Limpiar la mente de tensiones diarias es tan necesario como pasar un paño de cocina sobre una superficie saturada; sin esa pausa para ordenar y restablecer el equilibrio interno, el rendimiento general decae inevitablemente.
El mito de las cinco de la mañana
En una entrevista, Alfredo Rodríguez, catedrático de Psicología especializado en sueño y bienestar laboral, desmitificó las narrativas empresariales que glorifican la privación del descanso. El autor del libro Dormir para vivir sostiene que la tendencia de despertarse a las cinco de la mañana para ganarle horas al día carece de sentido biológico.
Para el especialista, esta práctica constituye una paradoja productiva equivalente a "vender el coche para comprar gasolina", dado que el aparente control inicial destruye el combustible neurobiológico necesario para funcionar de manera eficiente a largo plazo.
Rodríguez enfatizó que un mal descanso deteriora directamente la capacidad de liderazgo, alterando la toma de decisiones y la regulación emocional. Un directivo fatigado tiende a malinterpretar los estímulos sociales ambiguos y muestra una menor sensibilidad hacia su equipo.
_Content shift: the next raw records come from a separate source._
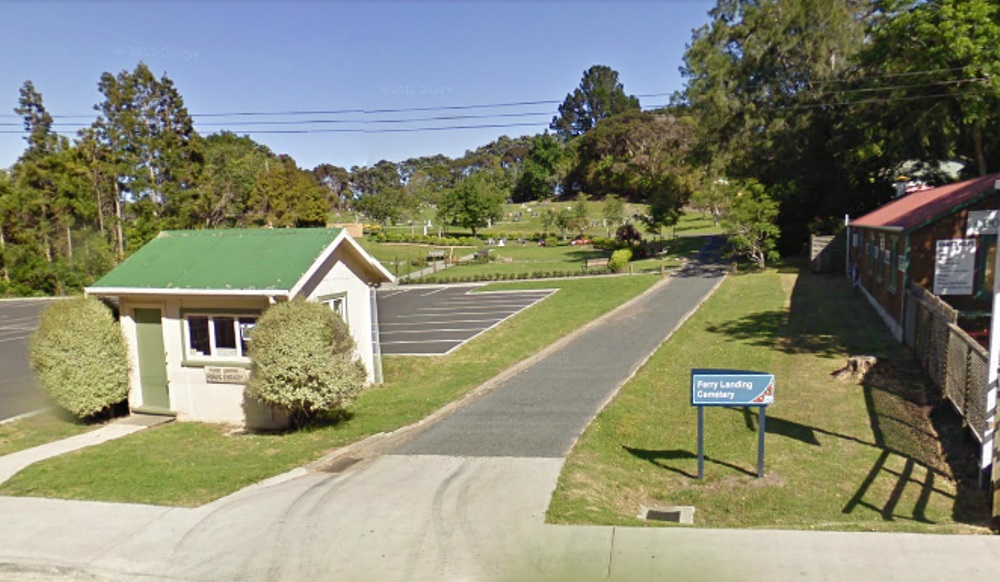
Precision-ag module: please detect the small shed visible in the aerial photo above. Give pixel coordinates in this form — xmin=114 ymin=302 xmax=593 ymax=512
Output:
xmin=85 ymin=228 xmax=394 ymax=427
xmin=847 ymin=174 xmax=1000 ymax=339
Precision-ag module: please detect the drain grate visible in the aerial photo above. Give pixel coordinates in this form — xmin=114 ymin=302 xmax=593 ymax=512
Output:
xmin=639 ymin=505 xmax=694 ymax=525
xmin=318 ymin=457 xmax=361 ymax=473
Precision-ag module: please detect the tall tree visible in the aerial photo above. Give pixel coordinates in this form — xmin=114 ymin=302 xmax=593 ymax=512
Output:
xmin=681 ymin=0 xmax=872 ymax=250
xmin=852 ymin=0 xmax=1000 ymax=175
xmin=14 ymin=81 xmax=58 ymax=159
xmin=93 ymin=62 xmax=203 ymax=257
xmin=513 ymin=132 xmax=568 ymax=202
xmin=312 ymin=164 xmax=353 ymax=210
xmin=351 ymin=160 xmax=414 ymax=224
xmin=438 ymin=172 xmax=505 ymax=236
xmin=549 ymin=65 xmax=639 ymax=139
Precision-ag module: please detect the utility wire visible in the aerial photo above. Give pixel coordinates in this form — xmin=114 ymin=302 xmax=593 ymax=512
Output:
xmin=0 ymin=93 xmax=671 ymax=119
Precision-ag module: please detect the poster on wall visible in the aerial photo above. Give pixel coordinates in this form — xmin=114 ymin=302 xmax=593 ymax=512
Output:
xmin=965 ymin=210 xmax=997 ymax=236
xmin=934 ymin=238 xmax=976 ymax=295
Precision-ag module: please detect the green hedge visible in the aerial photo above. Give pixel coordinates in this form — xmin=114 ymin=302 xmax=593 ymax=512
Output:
xmin=30 ymin=297 xmax=129 ymax=418
xmin=247 ymin=299 xmax=367 ymax=426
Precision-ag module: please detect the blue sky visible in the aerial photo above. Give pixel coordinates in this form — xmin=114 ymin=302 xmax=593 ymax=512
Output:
xmin=0 ymin=0 xmax=715 ymax=168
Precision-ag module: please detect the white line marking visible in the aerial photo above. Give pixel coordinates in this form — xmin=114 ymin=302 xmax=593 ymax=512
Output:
xmin=417 ymin=303 xmax=531 ymax=313
xmin=379 ymin=327 xmax=480 ymax=335
xmin=399 ymin=309 xmax=524 ymax=319
xmin=379 ymin=318 xmax=496 ymax=329
xmin=382 ymin=340 xmax=468 ymax=346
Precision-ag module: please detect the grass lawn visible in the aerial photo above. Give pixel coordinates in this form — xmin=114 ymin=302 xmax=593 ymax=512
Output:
xmin=548 ymin=270 xmax=989 ymax=533
xmin=0 ymin=276 xmax=659 ymax=506
xmin=357 ymin=237 xmax=476 ymax=277
xmin=0 ymin=410 xmax=102 ymax=456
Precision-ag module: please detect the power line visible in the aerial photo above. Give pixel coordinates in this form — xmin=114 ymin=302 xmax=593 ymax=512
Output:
xmin=0 ymin=93 xmax=671 ymax=119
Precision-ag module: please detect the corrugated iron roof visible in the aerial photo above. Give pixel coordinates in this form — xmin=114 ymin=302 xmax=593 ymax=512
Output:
xmin=851 ymin=173 xmax=1000 ymax=231
xmin=88 ymin=228 xmax=342 ymax=292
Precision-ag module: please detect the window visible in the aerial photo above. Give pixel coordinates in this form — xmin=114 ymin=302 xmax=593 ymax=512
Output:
xmin=976 ymin=235 xmax=997 ymax=299
xmin=184 ymin=314 xmax=257 ymax=360
xmin=887 ymin=236 xmax=899 ymax=293
xmin=319 ymin=293 xmax=347 ymax=323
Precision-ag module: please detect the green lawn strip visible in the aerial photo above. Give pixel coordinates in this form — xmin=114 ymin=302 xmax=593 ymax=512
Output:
xmin=548 ymin=270 xmax=988 ymax=533
xmin=0 ymin=410 xmax=103 ymax=456
xmin=0 ymin=276 xmax=659 ymax=506
xmin=418 ymin=236 xmax=707 ymax=278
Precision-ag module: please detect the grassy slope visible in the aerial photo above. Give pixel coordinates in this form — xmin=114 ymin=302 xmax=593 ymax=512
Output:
xmin=549 ymin=270 xmax=988 ymax=533
xmin=0 ymin=411 xmax=100 ymax=455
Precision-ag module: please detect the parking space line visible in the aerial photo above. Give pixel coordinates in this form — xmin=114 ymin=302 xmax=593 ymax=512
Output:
xmin=379 ymin=317 xmax=508 ymax=329
xmin=399 ymin=309 xmax=523 ymax=323
xmin=379 ymin=286 xmax=558 ymax=356
xmin=382 ymin=339 xmax=468 ymax=346
xmin=408 ymin=304 xmax=530 ymax=312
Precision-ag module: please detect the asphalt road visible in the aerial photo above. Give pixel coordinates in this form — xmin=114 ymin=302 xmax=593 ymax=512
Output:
xmin=378 ymin=286 xmax=555 ymax=356
xmin=0 ymin=299 xmax=46 ymax=420
xmin=396 ymin=242 xmax=724 ymax=458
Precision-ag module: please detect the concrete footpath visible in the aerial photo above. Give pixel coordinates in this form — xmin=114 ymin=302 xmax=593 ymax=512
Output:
xmin=0 ymin=244 xmax=1000 ymax=582
xmin=0 ymin=414 xmax=173 ymax=483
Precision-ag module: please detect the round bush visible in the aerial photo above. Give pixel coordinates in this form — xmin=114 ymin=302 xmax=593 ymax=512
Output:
xmin=30 ymin=297 xmax=129 ymax=418
xmin=247 ymin=299 xmax=367 ymax=426
xmin=608 ymin=249 xmax=632 ymax=273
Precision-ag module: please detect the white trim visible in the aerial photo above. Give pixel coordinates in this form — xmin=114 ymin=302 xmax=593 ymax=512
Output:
xmin=83 ymin=287 xmax=290 ymax=297
xmin=288 ymin=228 xmax=396 ymax=297
xmin=858 ymin=285 xmax=903 ymax=343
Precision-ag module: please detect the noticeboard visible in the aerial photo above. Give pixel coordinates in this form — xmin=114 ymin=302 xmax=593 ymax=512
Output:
xmin=691 ymin=369 xmax=774 ymax=406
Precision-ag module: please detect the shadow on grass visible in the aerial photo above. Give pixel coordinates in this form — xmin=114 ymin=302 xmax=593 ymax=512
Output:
xmin=710 ymin=271 xmax=989 ymax=526
xmin=622 ymin=445 xmax=757 ymax=479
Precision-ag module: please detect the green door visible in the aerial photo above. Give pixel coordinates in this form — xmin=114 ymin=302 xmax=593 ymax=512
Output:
xmin=135 ymin=309 xmax=170 ymax=412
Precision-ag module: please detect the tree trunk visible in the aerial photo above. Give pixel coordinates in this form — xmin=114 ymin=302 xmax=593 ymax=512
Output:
xmin=115 ymin=178 xmax=125 ymax=261
xmin=0 ymin=226 xmax=10 ymax=283
xmin=91 ymin=171 xmax=105 ymax=236
xmin=66 ymin=224 xmax=73 ymax=263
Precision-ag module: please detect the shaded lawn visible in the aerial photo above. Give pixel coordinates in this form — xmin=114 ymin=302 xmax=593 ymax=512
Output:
xmin=548 ymin=270 xmax=989 ymax=533
xmin=0 ymin=277 xmax=660 ymax=506
xmin=0 ymin=410 xmax=102 ymax=456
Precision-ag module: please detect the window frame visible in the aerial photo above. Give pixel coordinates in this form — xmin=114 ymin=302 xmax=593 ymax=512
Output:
xmin=888 ymin=235 xmax=899 ymax=294
xmin=180 ymin=309 xmax=262 ymax=366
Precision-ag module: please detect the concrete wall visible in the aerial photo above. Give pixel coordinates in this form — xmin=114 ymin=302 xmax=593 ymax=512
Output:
xmin=302 ymin=245 xmax=375 ymax=382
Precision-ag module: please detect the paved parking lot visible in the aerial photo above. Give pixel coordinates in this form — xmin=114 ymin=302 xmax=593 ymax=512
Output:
xmin=0 ymin=299 xmax=45 ymax=420
xmin=378 ymin=286 xmax=556 ymax=356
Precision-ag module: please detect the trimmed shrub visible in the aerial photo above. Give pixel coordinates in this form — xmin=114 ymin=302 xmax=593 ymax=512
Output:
xmin=608 ymin=249 xmax=632 ymax=273
xmin=247 ymin=299 xmax=367 ymax=426
xmin=30 ymin=297 xmax=129 ymax=418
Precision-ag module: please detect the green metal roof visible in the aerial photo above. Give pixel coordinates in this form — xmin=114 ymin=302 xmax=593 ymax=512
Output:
xmin=88 ymin=228 xmax=342 ymax=292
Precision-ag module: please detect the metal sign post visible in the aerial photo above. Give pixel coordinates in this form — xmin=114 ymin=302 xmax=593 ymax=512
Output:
xmin=691 ymin=369 xmax=774 ymax=479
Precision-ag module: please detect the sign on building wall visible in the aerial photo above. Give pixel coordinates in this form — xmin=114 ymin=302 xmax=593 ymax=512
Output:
xmin=205 ymin=366 xmax=250 ymax=384
xmin=691 ymin=370 xmax=774 ymax=406
xmin=934 ymin=238 xmax=976 ymax=295
xmin=965 ymin=210 xmax=997 ymax=236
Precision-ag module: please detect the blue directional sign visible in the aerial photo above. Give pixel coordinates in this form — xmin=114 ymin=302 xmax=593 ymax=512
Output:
xmin=691 ymin=369 xmax=774 ymax=406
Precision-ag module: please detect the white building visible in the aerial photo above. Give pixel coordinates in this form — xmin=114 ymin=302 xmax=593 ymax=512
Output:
xmin=85 ymin=228 xmax=394 ymax=427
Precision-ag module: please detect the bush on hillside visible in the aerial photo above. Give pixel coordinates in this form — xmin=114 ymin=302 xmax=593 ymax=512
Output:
xmin=247 ymin=299 xmax=367 ymax=426
xmin=30 ymin=297 xmax=129 ymax=418
xmin=608 ymin=249 xmax=632 ymax=273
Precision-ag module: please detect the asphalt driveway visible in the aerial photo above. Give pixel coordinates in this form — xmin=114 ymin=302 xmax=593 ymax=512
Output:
xmin=0 ymin=299 xmax=46 ymax=420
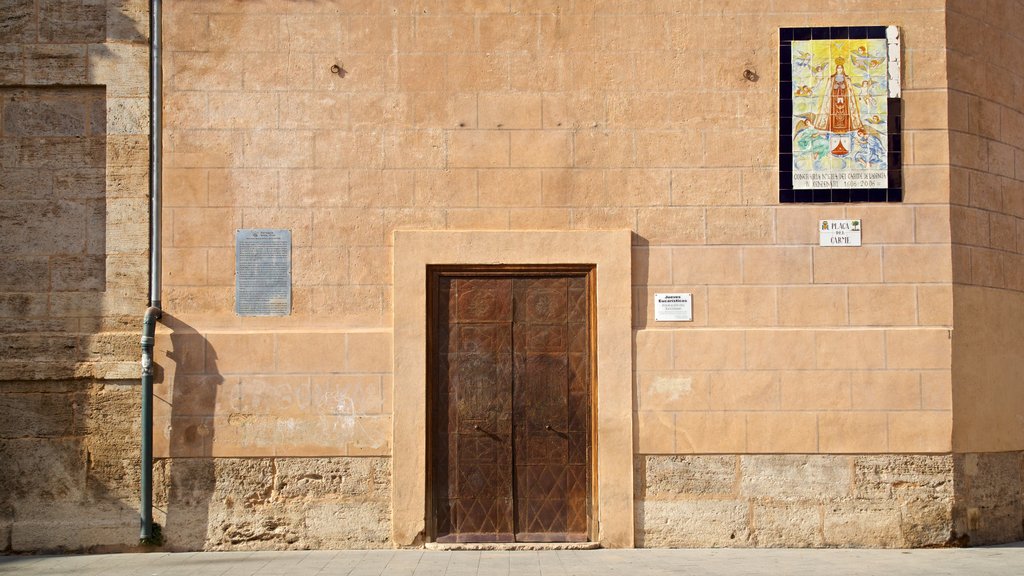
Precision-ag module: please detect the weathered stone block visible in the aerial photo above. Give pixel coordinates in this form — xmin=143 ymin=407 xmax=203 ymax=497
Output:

Para revertir esta alarmante normalización del cansancio dentro de las organizaciones, el psicólogo recomienda a los líderes implementar horarios estables, rechazar la hiperdisponibilidad digital y fomentar una cultura corporativa que valore la desconexión gradual.
El experto advirtió que las horas perdidas no se recuperan el fin de semana, recordando que el sueño no es una interrupción de la jornada, sino la condición biológica indispensable para tener una buena vida.